Mujalifah's mighty musings in mirth and magnanimity

Wednesday, March 02, 2005

Northrop Frye on Democracy as Open [Source] Myth

the following quotes come from Frye. They resonated within me.

"you don't need to be Freud to see that you cycle around your childhood your whole life"

"you can only really teach by parable"

"the book is the world's most patient medium"

"the educational attitude is a militant one"

Frye then goes on to speak about freedom and responsibility, which i'll paraphrase - dipping his ideas, fondue style, into my subjective understanding.

The more freedom we have, the more we need to be responsible for what we do. This is why people crave for authority. Submitting oneself to an authority, Frye says, allows the individual to be the machine he is comfortable being. Frye says the public conception of a machine is one that says the machine is not self-defeating, it can do its thing without anxiety. Just so, the individual casts on to authority the fears of having to wrestle self-defeating anxieties of having freedom.

It is in his application of mythology to an understanding of how the world works today that Frye's concern about the machine man really bares fruit. He notes the difference between open and closed mythologies. Closed mythology is the authoritarian imposition of ideas on the individual - it is the means by which an authority governments. Open mythology, however, is fashioned democratically - formed in the individual. Words and the stories that colour the definitions for "freedom" and "liberty" come from within the individual in a democracy.

I don't know, but I think I'm starting to sense a strong and violent devotion among people to the maintainers of the status-quo, to the rule of the security state. I do not think that the security state is a positive development. A democratic closing to violent potentialities means that the individual, with his now limited freedoms, has less of himself to be responsible for.

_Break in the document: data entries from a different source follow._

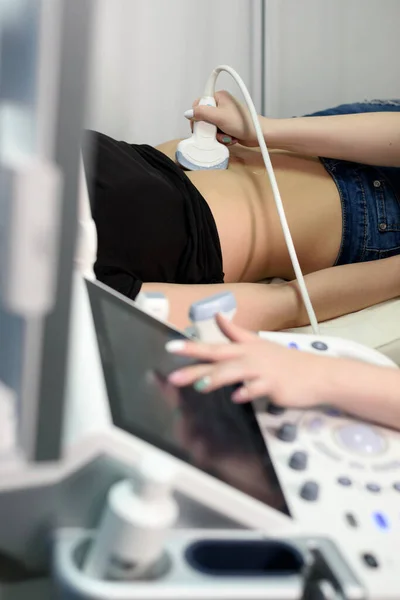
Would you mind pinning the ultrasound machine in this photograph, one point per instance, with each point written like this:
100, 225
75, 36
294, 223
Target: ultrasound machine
98, 451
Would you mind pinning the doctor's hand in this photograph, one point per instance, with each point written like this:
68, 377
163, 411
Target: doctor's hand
230, 116
289, 377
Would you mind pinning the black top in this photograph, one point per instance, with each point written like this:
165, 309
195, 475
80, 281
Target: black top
152, 223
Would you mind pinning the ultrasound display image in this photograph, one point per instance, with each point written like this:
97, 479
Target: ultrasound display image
208, 431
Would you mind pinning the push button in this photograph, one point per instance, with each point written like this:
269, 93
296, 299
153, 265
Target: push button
351, 520
373, 487
345, 481
298, 461
310, 491
274, 409
381, 521
287, 432
370, 560
319, 346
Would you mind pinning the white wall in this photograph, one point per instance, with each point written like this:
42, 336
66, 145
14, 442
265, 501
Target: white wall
151, 59
324, 52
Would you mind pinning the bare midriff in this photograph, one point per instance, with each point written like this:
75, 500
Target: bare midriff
243, 206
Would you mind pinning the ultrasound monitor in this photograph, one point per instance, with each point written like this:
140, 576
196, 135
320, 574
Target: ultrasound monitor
207, 431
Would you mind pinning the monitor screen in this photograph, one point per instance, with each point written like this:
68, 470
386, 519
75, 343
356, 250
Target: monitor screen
208, 431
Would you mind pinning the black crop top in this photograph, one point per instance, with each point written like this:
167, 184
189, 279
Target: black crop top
152, 223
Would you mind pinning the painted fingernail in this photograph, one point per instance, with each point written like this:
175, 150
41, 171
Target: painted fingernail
240, 395
175, 346
202, 384
176, 377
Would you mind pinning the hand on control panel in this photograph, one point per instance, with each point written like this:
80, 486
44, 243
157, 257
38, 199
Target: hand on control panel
288, 376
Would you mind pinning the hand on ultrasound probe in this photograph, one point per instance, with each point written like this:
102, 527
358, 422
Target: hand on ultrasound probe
267, 368
288, 376
230, 116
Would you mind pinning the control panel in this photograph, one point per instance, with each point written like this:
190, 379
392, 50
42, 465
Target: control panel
340, 476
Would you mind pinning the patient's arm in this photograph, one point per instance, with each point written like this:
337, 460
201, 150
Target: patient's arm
259, 306
345, 289
369, 138
334, 292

Instead of internally being formed by the tyranny of infinite possibilities (rule of freedom), the individual in the security state is fashioned by an externally imposed limitation on being (rule of man). Certainly, I can sit here and think of what it must be like to have infinite possibilities, but it's a demotivating exercise since it is such a reminder that I am so far away from being - I feel dead and the thought of endless possibilities I know is futile.

Uh oh, it's gone. It just walked away. The Point just up and left. Don't worry, I'm sure it will return.

Erica and I are going to watch the English Patient tonight.